President Joe Biden directed his administration Thursday to take steps to combat Texas’ law banning abortions after a fetal heartbeat is detected—the most extreme abortion restrictions imposed in the U.S. since Roe v. Wade—after the conservative-leaning U.S. Supreme Court let the law stand late Wednesday night in a 5-4 ruling.
Biden slammed the Supreme Court’s ruling as an “unprecedented assault on a woman’s constitutional rights under Roe v. Wade,” the landmark 1973 ruling that enshrined the right to an abortion, and said in a statement the decision “unleashes unconstitutional chaos.”
The president called for an “immediate response” to the law and directed his administration’s Gender Policy Council and the Office of the White House Counsel to “launch a whole-of-government effort” to take action to counteract the Texas law.
The effort will specifically look at what steps the Department of Health and Human Services and the Department of Justice can take to provide abortion access to Texans and what “legal tools” can be used to fight against the law.

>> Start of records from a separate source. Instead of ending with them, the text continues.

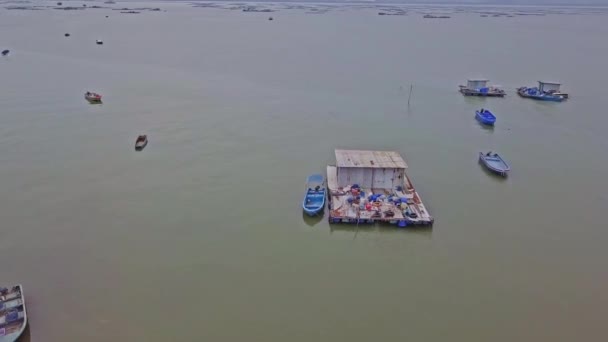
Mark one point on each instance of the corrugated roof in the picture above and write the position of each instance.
(369, 159)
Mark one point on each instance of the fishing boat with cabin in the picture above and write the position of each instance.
(479, 87)
(314, 197)
(141, 142)
(13, 316)
(373, 187)
(546, 91)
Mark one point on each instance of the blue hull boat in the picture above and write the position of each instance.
(13, 317)
(494, 163)
(485, 117)
(535, 94)
(314, 198)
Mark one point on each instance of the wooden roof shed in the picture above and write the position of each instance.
(370, 169)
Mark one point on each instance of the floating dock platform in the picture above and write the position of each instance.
(367, 187)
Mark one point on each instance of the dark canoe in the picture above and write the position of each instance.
(485, 117)
(535, 94)
(314, 197)
(13, 316)
(92, 97)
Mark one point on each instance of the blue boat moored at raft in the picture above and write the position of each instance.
(314, 199)
(494, 163)
(546, 91)
(13, 317)
(485, 117)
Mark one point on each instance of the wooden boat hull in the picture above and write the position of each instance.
(13, 314)
(495, 163)
(141, 145)
(523, 92)
(93, 98)
(474, 92)
(314, 197)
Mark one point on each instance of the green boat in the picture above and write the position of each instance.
(13, 317)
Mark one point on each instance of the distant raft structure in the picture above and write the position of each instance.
(366, 187)
(546, 91)
(479, 87)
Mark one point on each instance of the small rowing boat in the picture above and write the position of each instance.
(494, 163)
(485, 117)
(314, 198)
(92, 97)
(141, 142)
(13, 316)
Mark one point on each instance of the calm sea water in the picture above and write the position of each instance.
(201, 236)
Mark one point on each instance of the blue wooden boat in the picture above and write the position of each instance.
(314, 198)
(13, 317)
(494, 163)
(546, 91)
(485, 117)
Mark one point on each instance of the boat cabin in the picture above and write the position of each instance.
(548, 87)
(477, 83)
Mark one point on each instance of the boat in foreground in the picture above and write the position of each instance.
(494, 163)
(92, 97)
(13, 316)
(546, 91)
(485, 117)
(314, 198)
(141, 142)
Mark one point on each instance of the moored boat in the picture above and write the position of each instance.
(13, 315)
(92, 97)
(485, 117)
(314, 197)
(495, 163)
(479, 87)
(546, 91)
(141, 142)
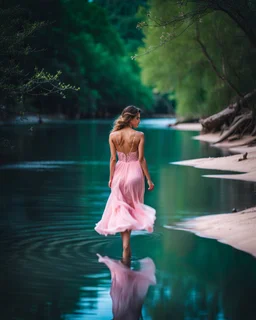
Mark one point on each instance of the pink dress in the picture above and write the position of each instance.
(125, 208)
(129, 287)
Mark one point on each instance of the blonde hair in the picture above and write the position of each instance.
(124, 119)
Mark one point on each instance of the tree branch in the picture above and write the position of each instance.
(214, 67)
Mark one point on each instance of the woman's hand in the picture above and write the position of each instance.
(150, 185)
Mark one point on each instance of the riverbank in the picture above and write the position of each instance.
(235, 229)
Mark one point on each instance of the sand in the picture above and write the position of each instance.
(235, 229)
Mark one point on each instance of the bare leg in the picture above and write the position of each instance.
(126, 244)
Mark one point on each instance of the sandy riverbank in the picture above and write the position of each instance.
(235, 229)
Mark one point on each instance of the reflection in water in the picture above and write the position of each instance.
(129, 287)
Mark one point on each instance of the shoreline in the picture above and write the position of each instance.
(235, 229)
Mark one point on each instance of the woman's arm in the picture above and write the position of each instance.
(112, 161)
(143, 162)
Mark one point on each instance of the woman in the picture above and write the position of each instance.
(125, 209)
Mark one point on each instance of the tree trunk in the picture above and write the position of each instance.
(215, 122)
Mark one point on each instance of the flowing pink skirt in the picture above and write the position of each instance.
(125, 208)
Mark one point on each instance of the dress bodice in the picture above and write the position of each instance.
(129, 157)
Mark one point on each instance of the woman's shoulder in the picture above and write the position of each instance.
(139, 134)
(113, 134)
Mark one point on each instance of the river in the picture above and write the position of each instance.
(53, 191)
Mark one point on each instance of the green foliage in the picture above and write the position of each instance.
(96, 74)
(172, 58)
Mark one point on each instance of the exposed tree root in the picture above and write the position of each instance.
(233, 128)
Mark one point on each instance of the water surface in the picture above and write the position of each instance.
(53, 191)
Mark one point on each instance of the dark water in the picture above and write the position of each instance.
(53, 191)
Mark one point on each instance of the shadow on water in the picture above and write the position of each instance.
(53, 191)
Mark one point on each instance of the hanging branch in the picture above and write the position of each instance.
(214, 67)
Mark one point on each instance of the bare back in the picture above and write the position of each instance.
(126, 140)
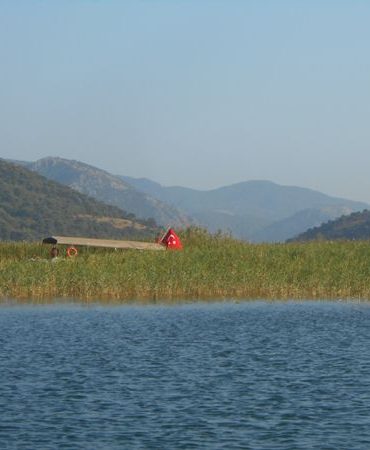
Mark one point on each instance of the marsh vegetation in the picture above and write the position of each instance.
(209, 267)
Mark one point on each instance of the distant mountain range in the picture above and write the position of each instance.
(32, 208)
(107, 188)
(253, 210)
(355, 226)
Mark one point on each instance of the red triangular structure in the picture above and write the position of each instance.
(171, 240)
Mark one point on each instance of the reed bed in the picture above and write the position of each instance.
(209, 267)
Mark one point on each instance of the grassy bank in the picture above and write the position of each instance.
(209, 267)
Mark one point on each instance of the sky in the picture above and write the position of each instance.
(196, 93)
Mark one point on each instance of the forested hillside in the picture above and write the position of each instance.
(32, 207)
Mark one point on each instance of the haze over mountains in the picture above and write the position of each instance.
(252, 210)
(33, 207)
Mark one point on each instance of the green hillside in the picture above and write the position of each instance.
(107, 188)
(32, 207)
(355, 226)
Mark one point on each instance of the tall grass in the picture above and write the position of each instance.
(209, 267)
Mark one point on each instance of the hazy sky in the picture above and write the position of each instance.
(199, 93)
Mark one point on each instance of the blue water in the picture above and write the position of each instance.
(252, 375)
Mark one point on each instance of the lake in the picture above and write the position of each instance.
(249, 375)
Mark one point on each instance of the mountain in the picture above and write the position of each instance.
(355, 226)
(107, 188)
(253, 210)
(32, 207)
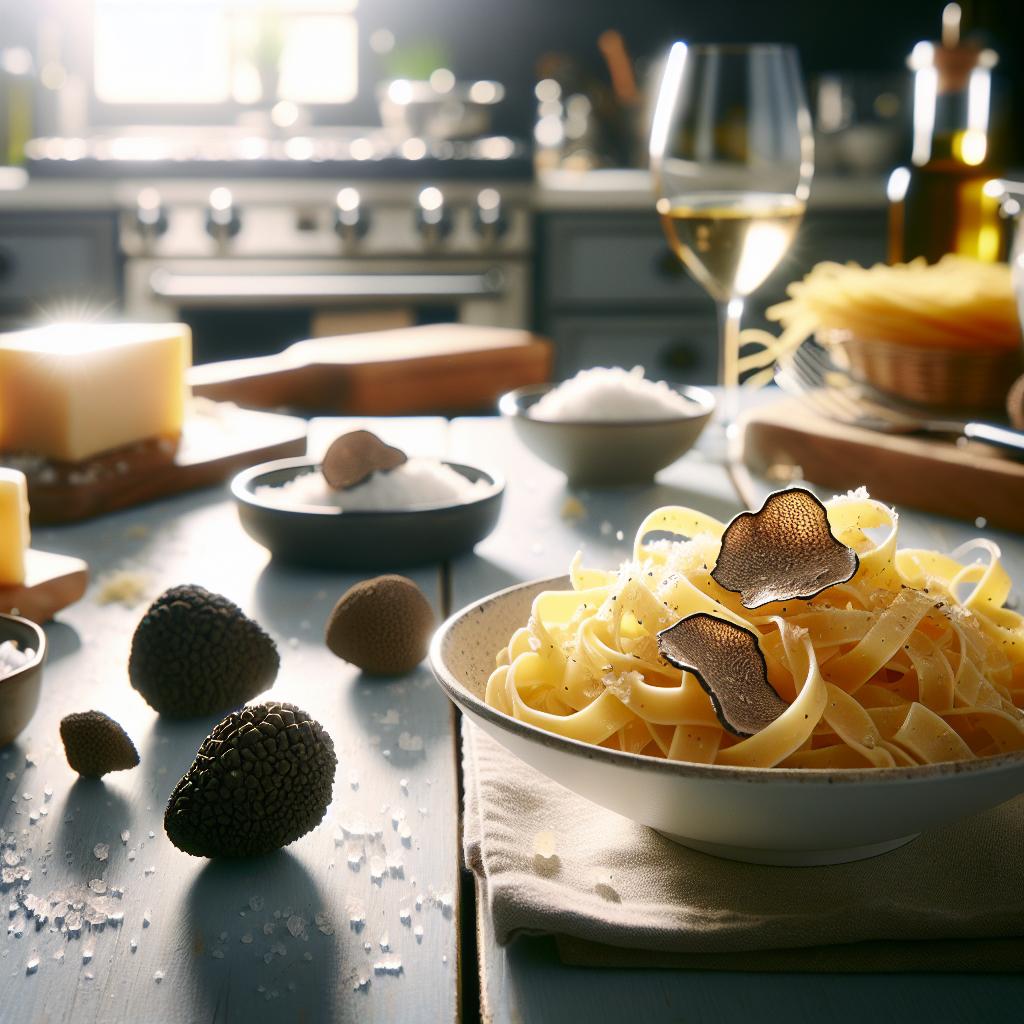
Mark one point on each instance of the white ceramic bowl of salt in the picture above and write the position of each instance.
(608, 427)
(23, 651)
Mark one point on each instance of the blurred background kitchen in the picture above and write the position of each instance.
(274, 171)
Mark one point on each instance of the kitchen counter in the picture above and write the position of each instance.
(607, 190)
(222, 935)
(629, 188)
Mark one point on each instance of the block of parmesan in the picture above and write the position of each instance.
(13, 526)
(71, 391)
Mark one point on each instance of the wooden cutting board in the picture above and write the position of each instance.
(439, 368)
(51, 583)
(962, 480)
(218, 439)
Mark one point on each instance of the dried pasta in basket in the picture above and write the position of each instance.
(957, 303)
(914, 658)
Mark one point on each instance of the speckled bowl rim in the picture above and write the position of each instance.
(40, 647)
(243, 483)
(459, 693)
(511, 406)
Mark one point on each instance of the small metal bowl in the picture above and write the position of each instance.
(19, 690)
(607, 453)
(334, 539)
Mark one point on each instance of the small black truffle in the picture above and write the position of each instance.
(95, 744)
(261, 779)
(382, 626)
(196, 652)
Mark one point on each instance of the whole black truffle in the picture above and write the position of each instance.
(196, 652)
(94, 743)
(261, 779)
(382, 626)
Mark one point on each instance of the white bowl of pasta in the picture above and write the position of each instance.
(901, 693)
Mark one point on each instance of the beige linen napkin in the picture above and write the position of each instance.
(615, 893)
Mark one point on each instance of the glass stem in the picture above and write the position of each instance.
(729, 314)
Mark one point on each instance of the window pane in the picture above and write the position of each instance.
(318, 59)
(157, 51)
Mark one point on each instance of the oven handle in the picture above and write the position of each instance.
(306, 289)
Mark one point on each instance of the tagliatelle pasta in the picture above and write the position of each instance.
(915, 659)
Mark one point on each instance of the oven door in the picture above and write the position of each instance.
(241, 307)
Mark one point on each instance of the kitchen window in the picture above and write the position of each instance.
(224, 52)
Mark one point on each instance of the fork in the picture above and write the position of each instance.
(810, 374)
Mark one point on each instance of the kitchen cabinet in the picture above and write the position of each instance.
(58, 263)
(608, 291)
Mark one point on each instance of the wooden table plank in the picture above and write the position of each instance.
(233, 940)
(524, 981)
(534, 539)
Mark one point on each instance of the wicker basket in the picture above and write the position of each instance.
(938, 378)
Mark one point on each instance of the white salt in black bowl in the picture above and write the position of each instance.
(606, 453)
(331, 538)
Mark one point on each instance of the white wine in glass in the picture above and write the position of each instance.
(731, 158)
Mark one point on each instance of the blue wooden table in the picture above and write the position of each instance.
(370, 918)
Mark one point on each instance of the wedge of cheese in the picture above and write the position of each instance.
(71, 391)
(13, 526)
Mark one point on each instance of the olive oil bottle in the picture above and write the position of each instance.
(947, 201)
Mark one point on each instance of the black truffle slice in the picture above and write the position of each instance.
(382, 626)
(727, 662)
(261, 779)
(785, 551)
(95, 744)
(196, 652)
(352, 458)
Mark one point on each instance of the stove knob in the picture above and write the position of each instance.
(222, 221)
(432, 220)
(351, 219)
(488, 220)
(151, 217)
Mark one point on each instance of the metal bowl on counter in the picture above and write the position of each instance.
(607, 453)
(19, 688)
(438, 109)
(331, 538)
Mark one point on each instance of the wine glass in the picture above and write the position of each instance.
(731, 159)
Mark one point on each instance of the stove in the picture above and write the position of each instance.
(343, 233)
(233, 153)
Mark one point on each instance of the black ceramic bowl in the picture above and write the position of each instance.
(334, 539)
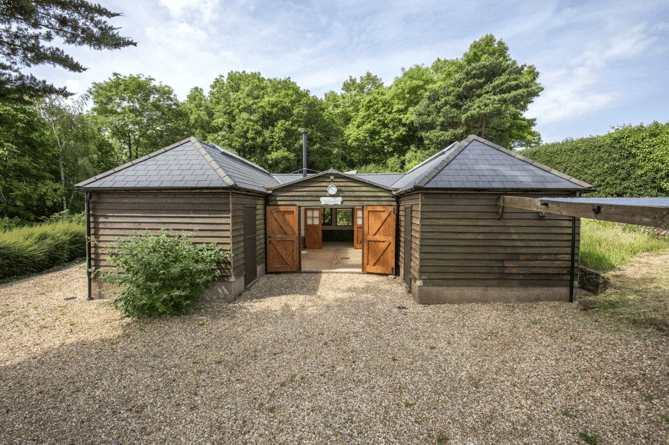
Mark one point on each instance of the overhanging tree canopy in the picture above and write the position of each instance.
(26, 27)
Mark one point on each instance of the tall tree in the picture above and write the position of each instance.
(486, 97)
(382, 128)
(140, 115)
(262, 120)
(26, 27)
(28, 185)
(81, 151)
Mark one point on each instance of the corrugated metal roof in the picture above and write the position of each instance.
(639, 202)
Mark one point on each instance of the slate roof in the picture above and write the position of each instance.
(479, 164)
(190, 163)
(471, 164)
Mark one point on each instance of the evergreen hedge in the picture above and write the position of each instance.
(631, 161)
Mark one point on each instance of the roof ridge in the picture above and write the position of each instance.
(207, 157)
(434, 156)
(520, 157)
(239, 158)
(131, 163)
(326, 172)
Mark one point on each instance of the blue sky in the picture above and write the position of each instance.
(602, 63)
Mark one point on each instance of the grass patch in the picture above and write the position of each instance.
(639, 290)
(30, 250)
(606, 245)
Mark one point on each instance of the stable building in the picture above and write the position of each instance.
(442, 227)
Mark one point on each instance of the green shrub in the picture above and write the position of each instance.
(66, 215)
(28, 250)
(628, 162)
(605, 245)
(161, 273)
(7, 224)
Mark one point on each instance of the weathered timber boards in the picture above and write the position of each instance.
(121, 213)
(640, 215)
(353, 193)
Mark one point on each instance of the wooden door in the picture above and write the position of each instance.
(250, 265)
(379, 240)
(357, 228)
(282, 239)
(313, 228)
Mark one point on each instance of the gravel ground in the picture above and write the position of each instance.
(332, 358)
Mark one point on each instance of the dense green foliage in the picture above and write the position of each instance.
(262, 120)
(44, 150)
(161, 274)
(630, 161)
(605, 245)
(25, 27)
(36, 248)
(139, 115)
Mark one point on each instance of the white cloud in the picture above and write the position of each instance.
(203, 8)
(572, 91)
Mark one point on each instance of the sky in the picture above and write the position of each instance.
(602, 63)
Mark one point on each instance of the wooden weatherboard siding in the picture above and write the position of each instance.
(116, 214)
(237, 203)
(466, 250)
(308, 193)
(414, 201)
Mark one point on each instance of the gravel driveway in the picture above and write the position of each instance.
(332, 358)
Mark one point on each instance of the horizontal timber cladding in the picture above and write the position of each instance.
(121, 213)
(465, 243)
(239, 200)
(414, 201)
(354, 193)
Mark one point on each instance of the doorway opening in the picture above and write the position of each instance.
(332, 239)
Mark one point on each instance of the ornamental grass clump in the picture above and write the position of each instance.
(34, 249)
(161, 273)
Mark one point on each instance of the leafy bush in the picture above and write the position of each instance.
(628, 162)
(161, 273)
(67, 215)
(28, 250)
(605, 245)
(7, 224)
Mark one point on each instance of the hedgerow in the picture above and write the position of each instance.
(161, 273)
(631, 161)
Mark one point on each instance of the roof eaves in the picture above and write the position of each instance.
(217, 168)
(88, 181)
(543, 167)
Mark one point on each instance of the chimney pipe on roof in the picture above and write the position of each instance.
(304, 153)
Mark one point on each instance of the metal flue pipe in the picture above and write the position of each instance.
(304, 153)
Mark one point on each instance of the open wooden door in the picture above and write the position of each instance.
(313, 228)
(282, 239)
(379, 240)
(357, 228)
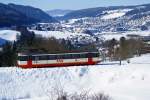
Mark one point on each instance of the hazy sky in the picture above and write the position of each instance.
(74, 4)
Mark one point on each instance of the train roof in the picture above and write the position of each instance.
(40, 54)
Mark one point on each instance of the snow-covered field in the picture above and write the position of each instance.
(115, 13)
(9, 35)
(125, 82)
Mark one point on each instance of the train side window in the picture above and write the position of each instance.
(23, 58)
(43, 57)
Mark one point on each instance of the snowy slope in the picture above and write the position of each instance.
(8, 35)
(118, 35)
(126, 82)
(111, 14)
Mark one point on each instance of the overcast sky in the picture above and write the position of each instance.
(74, 4)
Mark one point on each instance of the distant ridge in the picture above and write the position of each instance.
(11, 15)
(98, 11)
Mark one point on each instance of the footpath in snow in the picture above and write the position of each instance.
(125, 82)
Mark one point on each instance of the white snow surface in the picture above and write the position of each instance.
(118, 35)
(111, 14)
(9, 35)
(125, 82)
(58, 34)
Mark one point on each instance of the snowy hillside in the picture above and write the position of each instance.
(110, 14)
(125, 82)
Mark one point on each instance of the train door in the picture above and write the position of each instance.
(90, 59)
(29, 62)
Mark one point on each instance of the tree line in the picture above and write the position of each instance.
(28, 42)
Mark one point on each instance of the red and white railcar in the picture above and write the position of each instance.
(57, 60)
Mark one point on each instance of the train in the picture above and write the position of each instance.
(57, 60)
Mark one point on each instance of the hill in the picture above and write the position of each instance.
(11, 15)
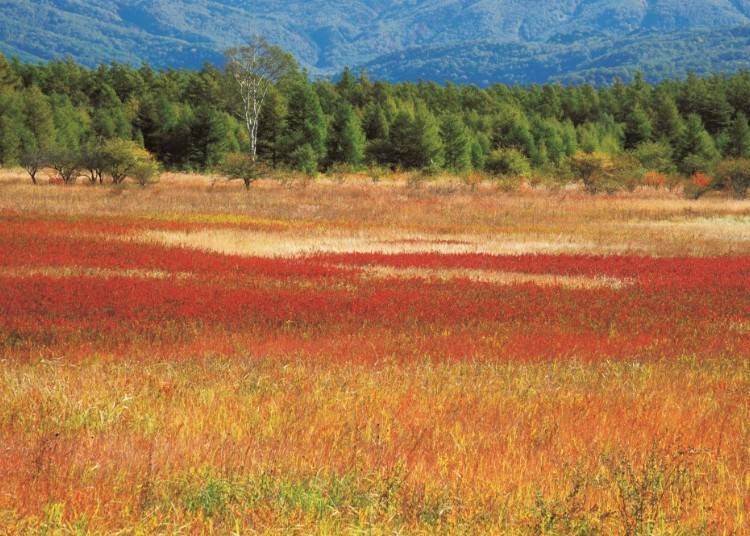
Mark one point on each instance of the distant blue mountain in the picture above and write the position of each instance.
(476, 41)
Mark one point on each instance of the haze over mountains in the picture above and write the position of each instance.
(477, 41)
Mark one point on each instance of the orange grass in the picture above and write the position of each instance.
(379, 416)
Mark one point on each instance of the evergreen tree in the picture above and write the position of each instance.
(13, 133)
(667, 122)
(739, 137)
(400, 140)
(211, 138)
(376, 123)
(456, 143)
(638, 127)
(698, 150)
(271, 128)
(39, 119)
(346, 143)
(305, 124)
(426, 149)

The Supreme Court declining to strike down the law “without a hearing, without the benefit of an opinion from a court below, and without due consideration of the issues, insults the rule of law and the rights of all Americans to seek redress from our courts,” Biden said. “Rather than use its supreme authority to ensure justice could be fairly sought, the highest Court of our land will allow millions of women in Texas in need of critical reproductive care to suffer while courts sift through procedural complexities.”
Texas’ abortion law, known as Senate Bill 8 (SB 8), prohibits all abortions after a fetal heartbeat is detected—typically around six weeks into a pregnancy—except in cases of medical emergencies. Unlike other states’ abortion bans that have been struck down by the courts, SB 8 attempts to avoid legal scrutiny by putting the onus on private citizens to enforce the law rather than government officials. The law stipulates citizens can bring lawsuits against anyone that “aids and abets” an abortion and recover at least $10,000 in damages if they’re successful. After abortion advocacy groups asked the Supreme Court to strike down the law while litigation against it played out, the court ruled it was too soon to do so, but did not rule on the actual constitutionality of the law itself and said legal challenges against the law can still be brought in the future. In a dissent joined by Justices Elena Kagan and Stephen Breyer, Justice Sonia Sotomayor said the justices in the majority had “opted to bury their heads in the sand” by upholding the “flagrantly unconstitutional law.”
85%. That’s the percentage of abortions in Texas that are expected to now be banned under SB 8, the abortion advocacy groups said in their petition to the U.S. Supreme Court. Abortion providers in Texas told reporters Wednesday they are remaining open for abortions before a fetal heartbeat is detected that comply with the law, but there are concerns the law could put a severe strain on them or force some to close due to the expected flood of costly litigation from private citizens. The law is also expected to severely restrict abortion access for Texans, with the pro-abortion rights Guttmacher Institute finding Texans seeking abortions will now have to travel approximately 20 times as far to obtain one as they did before SB 8 took effect, with an average distance of 248 miles one way.
In addition to the White House, Congress has also vowed to take steps to combat Texas’ abortion ban. House Speaker Nancy Pelosi (D-Calif.) said in a statement the chamber would take up the Women’s Health Protection Act when it returns from its August recess, which would enshrine the right to an abortion into federal law. Senate Majority Leader Chuck Schumer (D-N.Y.) said before the Supreme Court’s ruling Democrats would “fight against SB 8 and for Roe v. Wade,” but has not promised any specific actions yet.